Some 92.3% of the total occurs in reservoirs with burial depths of 15,000 ft (about 4,572 m) to 20,000 ft (about 6,096 m).

Stratigraphically, the deep petroleum reserves are largely confined to five reservoir intervals: Neogene (hosting 22.3% of the total), Upper Paleozoic (22.2%), Cretaceous (18.4%), Paleogene (12.8%), and Jurassic (12.8%).

The concentration of deep petroleum reserves in the Jurassic-Tertiary reservoir rocks may be a direct result of widespread availability of more effective source rocks in these stratigraphic intervals.

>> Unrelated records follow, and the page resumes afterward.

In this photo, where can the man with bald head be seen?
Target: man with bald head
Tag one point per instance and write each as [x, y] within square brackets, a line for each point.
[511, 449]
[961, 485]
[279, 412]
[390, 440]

There exists an objective similarity in the stratigraphic distribution of generated and trapped original reserves for both deep and shallow-intermediate petroleum. Therefore, we suggest that deep petroleum exploration should target the play fairways where substantial shallow-intermediate petroleum reserves have already been discovered.

Introduction

Deep petroleum is defined as oil and-or gas occurring in reservoirs at burial depths of no less than 15,000 ft (about 4572 m).1

Exploration for deep oil and gas accumulations deserves more specialized attention, not least because these petroleum accumulations widely occur in the deep parts of sedimentary basins on a global scale. Compared to shallow-intermediate petroleum, exploration of deep petroleum is an issue involving both commercial and scientific challenges.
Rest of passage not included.